Autrefois, on envoyait son manuscrit par la poste, accompagné d’un mot manuscrit vaguement tremblant et d’un espoir secret.
Aujourd’hui, on te demande un pitch.
Un résumé vendeur. Court, clair, efficace.
400 caractères espaces compris.
Autrement dit : une fiche produit pour ton chaos personnel.
Ton livre ? Non, ton produit d’appel.
On ne te demande pas ce que tu as vécu, ni pourquoi tu as mis trois ans à trouver la bonne chute.
On veut une phrase d’accroche.
Quelque chose qui « interpelle ».
Comme si ton enfance, tes fantômes et ta colère pouvaient se plier à un brief marketing.
« Une autofiction mordante sur la survie affective dans une famille en ruines. »
Voilà. Trois mois de réécriture, condensés en punchline.
Le pitch, cette porte d’entrée… avec interphone cassé
Tu t’appliques. Tu relis. Tu coupes.
Tu veux faire envie sans en dire trop. Montrer la voix du texte sans sombrer dans l’étiquetage.
Mais parfois, tu te demandes si le pitch ne sera pas lu avant même ton nom.
Et pire : s’il sera la seule chose lue.
Alors tu ajustes les mots comme une bombe à retardement.
Tu mets un « résilience » par-ci, un « fracture intime » par-là.
Tu veux être littéraire, mais pas pompeux.
Original, mais pas barré.
Bref : tu veux plaire… sans te trahir (trop).
400 caractères, 12 névroses
Le paradoxe, c’est que tu peux écrire 60 000 mots sans trembler, mais ces 400 caractères-là ?
Ils te réduisent à l’état de stagiaire en panique.
Tu pèses chaque virgule.

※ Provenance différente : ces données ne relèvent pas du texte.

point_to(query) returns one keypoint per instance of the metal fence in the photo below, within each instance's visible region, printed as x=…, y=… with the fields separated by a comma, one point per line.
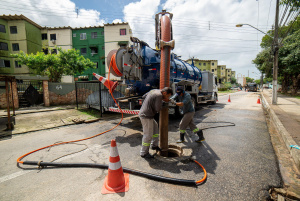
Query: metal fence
x=89, y=94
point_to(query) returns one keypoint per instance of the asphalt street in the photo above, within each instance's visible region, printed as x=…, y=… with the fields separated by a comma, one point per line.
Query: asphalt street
x=239, y=160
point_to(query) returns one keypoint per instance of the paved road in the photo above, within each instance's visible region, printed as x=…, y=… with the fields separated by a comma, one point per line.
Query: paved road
x=239, y=160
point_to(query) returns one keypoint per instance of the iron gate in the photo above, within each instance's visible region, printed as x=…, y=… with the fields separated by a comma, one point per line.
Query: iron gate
x=30, y=92
x=89, y=94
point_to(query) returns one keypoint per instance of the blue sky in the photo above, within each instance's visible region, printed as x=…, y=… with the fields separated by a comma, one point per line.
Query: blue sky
x=204, y=29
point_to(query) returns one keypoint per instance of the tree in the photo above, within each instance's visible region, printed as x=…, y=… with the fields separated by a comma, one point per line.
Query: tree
x=248, y=79
x=66, y=62
x=233, y=80
x=288, y=58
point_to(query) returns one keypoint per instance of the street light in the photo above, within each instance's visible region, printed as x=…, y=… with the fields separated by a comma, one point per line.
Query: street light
x=240, y=25
x=275, y=51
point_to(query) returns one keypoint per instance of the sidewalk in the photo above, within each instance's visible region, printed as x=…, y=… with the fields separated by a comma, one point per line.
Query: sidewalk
x=42, y=118
x=284, y=130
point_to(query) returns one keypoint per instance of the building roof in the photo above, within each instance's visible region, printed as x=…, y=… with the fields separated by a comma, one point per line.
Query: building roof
x=19, y=17
x=200, y=60
x=56, y=28
x=90, y=27
x=113, y=24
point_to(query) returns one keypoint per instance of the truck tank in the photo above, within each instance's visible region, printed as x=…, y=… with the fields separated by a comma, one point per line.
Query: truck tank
x=139, y=67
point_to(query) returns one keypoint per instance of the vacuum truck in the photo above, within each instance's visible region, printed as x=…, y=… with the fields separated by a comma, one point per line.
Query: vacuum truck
x=138, y=67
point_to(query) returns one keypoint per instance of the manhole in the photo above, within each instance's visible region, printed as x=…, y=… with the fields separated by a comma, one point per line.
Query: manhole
x=176, y=153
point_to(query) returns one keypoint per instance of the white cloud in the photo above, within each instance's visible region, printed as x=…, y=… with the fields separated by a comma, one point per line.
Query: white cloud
x=140, y=15
x=53, y=13
x=117, y=21
x=206, y=29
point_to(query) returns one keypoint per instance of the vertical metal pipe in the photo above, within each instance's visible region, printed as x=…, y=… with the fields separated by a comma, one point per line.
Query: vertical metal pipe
x=76, y=95
x=164, y=82
x=12, y=97
x=100, y=100
x=7, y=103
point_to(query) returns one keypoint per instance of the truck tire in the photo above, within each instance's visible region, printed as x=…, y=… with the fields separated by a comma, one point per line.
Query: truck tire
x=179, y=110
x=215, y=99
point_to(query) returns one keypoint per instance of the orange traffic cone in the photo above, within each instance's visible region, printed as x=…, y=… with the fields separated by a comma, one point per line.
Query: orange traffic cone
x=112, y=84
x=258, y=100
x=116, y=181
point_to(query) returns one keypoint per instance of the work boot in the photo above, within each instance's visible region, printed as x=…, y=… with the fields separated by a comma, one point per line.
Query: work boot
x=147, y=155
x=156, y=148
x=181, y=138
x=200, y=136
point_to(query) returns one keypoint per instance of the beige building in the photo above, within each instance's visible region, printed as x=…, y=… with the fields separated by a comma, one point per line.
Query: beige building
x=222, y=73
x=56, y=37
x=116, y=35
x=228, y=74
x=233, y=74
x=205, y=65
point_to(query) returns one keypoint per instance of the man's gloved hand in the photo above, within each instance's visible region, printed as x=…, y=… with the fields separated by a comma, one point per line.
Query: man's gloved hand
x=173, y=101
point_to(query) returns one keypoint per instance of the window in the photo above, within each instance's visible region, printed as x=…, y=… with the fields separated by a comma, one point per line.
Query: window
x=44, y=37
x=17, y=65
x=122, y=32
x=3, y=46
x=83, y=51
x=52, y=36
x=13, y=30
x=15, y=46
x=4, y=63
x=83, y=36
x=54, y=51
x=94, y=34
x=94, y=50
x=45, y=50
x=2, y=28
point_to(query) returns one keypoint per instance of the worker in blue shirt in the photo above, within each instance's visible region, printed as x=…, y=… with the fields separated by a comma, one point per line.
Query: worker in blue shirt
x=184, y=100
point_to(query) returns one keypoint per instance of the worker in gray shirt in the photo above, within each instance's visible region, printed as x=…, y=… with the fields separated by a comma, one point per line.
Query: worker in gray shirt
x=152, y=105
x=185, y=101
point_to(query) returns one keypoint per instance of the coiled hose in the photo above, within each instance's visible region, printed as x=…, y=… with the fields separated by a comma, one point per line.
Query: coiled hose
x=91, y=165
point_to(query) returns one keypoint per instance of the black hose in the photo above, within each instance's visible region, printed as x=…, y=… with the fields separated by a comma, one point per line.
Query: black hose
x=183, y=182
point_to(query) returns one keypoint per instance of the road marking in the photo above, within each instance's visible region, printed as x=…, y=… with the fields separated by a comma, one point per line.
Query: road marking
x=22, y=172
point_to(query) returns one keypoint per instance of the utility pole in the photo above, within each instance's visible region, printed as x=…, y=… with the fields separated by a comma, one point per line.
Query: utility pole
x=275, y=50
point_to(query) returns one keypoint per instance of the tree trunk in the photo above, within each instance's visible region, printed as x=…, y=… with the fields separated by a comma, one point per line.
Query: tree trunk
x=296, y=84
x=285, y=83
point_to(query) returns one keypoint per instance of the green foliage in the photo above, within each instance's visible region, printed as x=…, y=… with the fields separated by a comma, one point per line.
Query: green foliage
x=233, y=80
x=248, y=79
x=66, y=62
x=227, y=85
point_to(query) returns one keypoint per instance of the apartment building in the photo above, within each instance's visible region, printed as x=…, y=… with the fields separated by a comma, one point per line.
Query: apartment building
x=116, y=35
x=17, y=33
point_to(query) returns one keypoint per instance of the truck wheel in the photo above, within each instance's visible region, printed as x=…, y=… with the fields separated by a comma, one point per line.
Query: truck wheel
x=178, y=112
x=215, y=99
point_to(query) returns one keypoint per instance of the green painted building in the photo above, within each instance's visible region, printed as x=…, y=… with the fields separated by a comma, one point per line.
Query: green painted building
x=90, y=42
x=17, y=33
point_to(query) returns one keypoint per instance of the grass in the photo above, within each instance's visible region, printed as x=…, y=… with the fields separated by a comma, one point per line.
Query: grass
x=228, y=91
x=91, y=112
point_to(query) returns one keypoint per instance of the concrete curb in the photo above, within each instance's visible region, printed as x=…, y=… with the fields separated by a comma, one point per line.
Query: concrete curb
x=286, y=137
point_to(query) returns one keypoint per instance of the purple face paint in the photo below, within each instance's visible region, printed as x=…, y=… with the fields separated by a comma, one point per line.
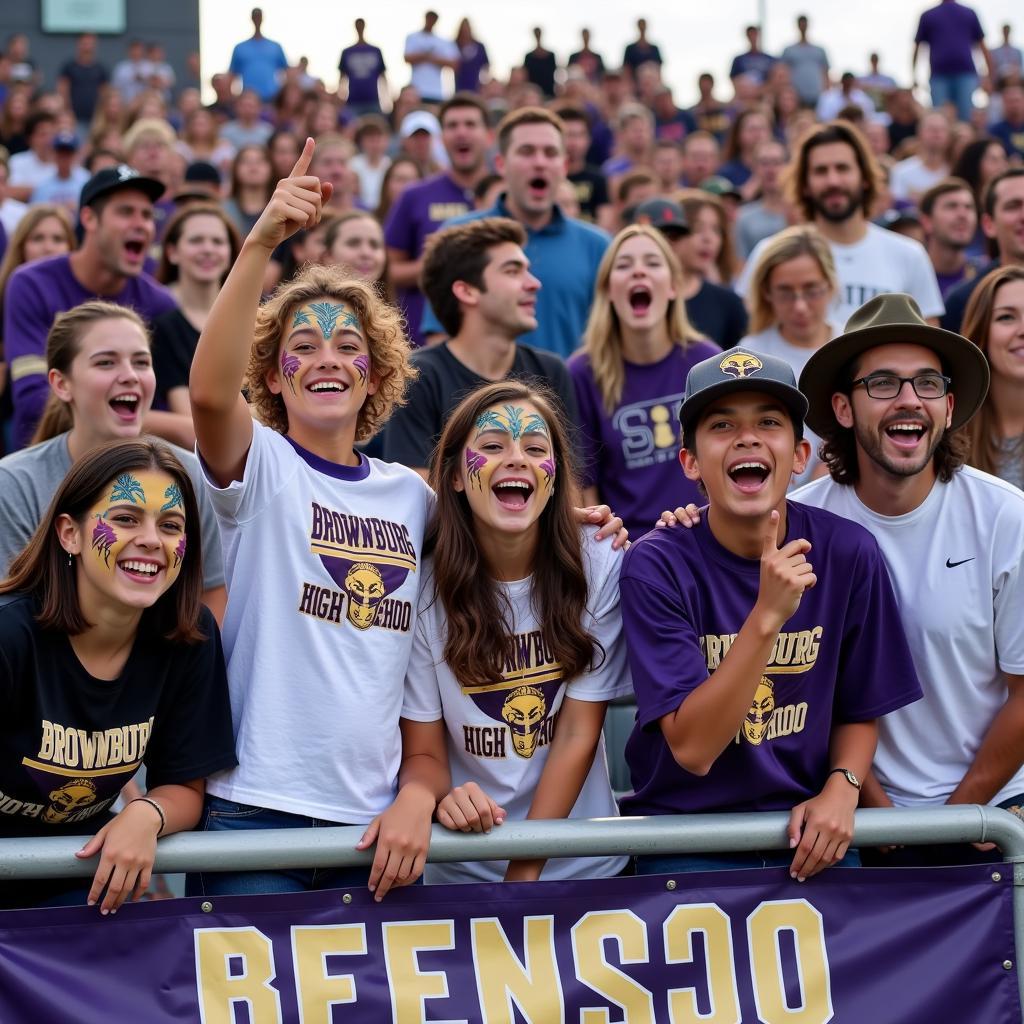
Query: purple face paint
x=289, y=368
x=103, y=539
x=474, y=463
x=361, y=364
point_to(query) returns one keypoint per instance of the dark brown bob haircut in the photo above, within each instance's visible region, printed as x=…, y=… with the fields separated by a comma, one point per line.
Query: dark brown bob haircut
x=42, y=570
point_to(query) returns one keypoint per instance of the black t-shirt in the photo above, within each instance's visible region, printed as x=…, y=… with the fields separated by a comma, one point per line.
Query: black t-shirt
x=174, y=341
x=592, y=190
x=69, y=741
x=718, y=313
x=414, y=430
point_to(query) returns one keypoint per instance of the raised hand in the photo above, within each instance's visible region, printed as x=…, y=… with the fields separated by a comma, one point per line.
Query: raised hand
x=297, y=203
x=785, y=573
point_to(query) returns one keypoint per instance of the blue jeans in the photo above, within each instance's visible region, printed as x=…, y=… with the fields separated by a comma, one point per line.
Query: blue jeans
x=955, y=89
x=225, y=815
x=669, y=863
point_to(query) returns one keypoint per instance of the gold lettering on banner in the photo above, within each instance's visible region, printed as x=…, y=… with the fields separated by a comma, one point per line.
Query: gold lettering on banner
x=503, y=980
x=593, y=969
x=713, y=923
x=317, y=991
x=221, y=987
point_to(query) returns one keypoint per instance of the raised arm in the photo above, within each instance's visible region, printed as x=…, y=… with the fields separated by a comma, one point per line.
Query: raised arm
x=221, y=418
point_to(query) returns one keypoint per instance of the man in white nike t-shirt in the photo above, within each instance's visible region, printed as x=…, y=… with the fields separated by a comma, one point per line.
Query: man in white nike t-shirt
x=887, y=397
x=833, y=179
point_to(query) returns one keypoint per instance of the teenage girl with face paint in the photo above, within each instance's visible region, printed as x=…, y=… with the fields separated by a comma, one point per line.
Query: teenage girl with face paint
x=110, y=660
x=518, y=644
x=323, y=555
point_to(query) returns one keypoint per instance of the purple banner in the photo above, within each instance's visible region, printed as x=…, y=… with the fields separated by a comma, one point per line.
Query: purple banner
x=888, y=946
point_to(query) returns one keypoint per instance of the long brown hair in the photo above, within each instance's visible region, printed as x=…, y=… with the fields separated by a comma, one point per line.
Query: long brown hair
x=62, y=344
x=42, y=570
x=478, y=636
x=982, y=431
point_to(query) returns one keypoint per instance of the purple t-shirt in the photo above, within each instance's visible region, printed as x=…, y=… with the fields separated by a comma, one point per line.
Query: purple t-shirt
x=632, y=454
x=951, y=31
x=363, y=65
x=36, y=293
x=420, y=211
x=472, y=60
x=842, y=657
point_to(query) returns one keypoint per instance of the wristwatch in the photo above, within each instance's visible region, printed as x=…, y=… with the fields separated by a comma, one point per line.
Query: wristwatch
x=850, y=777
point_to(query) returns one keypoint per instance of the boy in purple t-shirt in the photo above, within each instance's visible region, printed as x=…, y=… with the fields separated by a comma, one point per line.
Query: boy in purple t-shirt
x=759, y=678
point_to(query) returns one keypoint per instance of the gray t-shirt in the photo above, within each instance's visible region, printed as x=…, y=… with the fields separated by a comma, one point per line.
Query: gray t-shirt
x=30, y=478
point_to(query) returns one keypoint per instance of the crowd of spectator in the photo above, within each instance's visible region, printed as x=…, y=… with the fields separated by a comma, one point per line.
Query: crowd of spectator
x=569, y=224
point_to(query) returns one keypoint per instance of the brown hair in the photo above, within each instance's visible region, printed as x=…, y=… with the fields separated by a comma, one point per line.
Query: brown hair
x=461, y=253
x=693, y=201
x=41, y=569
x=61, y=347
x=982, y=431
x=839, y=443
x=382, y=325
x=526, y=116
x=167, y=272
x=478, y=617
x=795, y=176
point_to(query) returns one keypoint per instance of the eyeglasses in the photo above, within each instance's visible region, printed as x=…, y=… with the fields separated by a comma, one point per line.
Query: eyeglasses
x=889, y=385
x=791, y=296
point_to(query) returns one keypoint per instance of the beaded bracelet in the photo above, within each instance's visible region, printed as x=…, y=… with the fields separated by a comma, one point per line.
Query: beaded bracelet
x=157, y=808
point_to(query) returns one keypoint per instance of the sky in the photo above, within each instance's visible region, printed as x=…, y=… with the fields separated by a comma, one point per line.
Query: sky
x=693, y=36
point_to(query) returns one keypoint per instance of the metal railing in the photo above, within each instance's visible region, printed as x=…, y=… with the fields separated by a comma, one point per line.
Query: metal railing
x=297, y=848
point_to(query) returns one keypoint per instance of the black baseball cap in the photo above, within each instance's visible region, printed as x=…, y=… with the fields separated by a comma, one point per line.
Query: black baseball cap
x=740, y=370
x=112, y=179
x=665, y=214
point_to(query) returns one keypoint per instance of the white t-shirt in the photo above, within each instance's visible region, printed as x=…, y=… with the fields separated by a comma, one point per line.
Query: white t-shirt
x=770, y=342
x=956, y=564
x=910, y=177
x=881, y=261
x=426, y=77
x=323, y=565
x=498, y=736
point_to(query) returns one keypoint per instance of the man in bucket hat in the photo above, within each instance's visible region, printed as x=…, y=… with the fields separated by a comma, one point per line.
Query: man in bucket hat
x=755, y=688
x=887, y=397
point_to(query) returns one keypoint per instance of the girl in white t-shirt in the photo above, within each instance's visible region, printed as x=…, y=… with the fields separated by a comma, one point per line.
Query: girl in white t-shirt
x=322, y=553
x=518, y=643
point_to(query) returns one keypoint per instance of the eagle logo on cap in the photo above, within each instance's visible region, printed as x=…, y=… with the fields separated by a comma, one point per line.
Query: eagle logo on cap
x=740, y=365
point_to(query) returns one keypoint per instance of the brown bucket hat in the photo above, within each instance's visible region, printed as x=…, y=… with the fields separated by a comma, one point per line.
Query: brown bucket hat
x=893, y=318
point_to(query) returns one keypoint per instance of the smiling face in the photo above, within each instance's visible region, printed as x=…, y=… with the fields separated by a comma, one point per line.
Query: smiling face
x=110, y=382
x=203, y=251
x=640, y=285
x=1006, y=334
x=745, y=453
x=132, y=542
x=359, y=244
x=324, y=373
x=508, y=468
x=897, y=436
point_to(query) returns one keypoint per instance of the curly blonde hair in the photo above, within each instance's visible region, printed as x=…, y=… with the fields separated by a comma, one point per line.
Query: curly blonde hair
x=382, y=324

Tu changes « et » en « mais ». Tu demandes à dix proches ce qu’ils en pensent.
Et quand tu l’envoies ?
Tu actualises tes mails comme un ado en attente de « vu ».
Conclusion lucide
Le pitch à l’éditeur, c’est la bande-annonce d’un film que t’as tourné seul, sans budget, avec ton cœur.
Tu sais qu’il ne dit pas tout.
Mais s’il rate… personne ne verra jamais le film.
Alors tu l’écris, tu le retravailles, tu le maudis.
Et tu finis par l’envoyer.
Avec, dans la gorge, ce vieux mélange de honte, de fierté et d’espoir minuscule.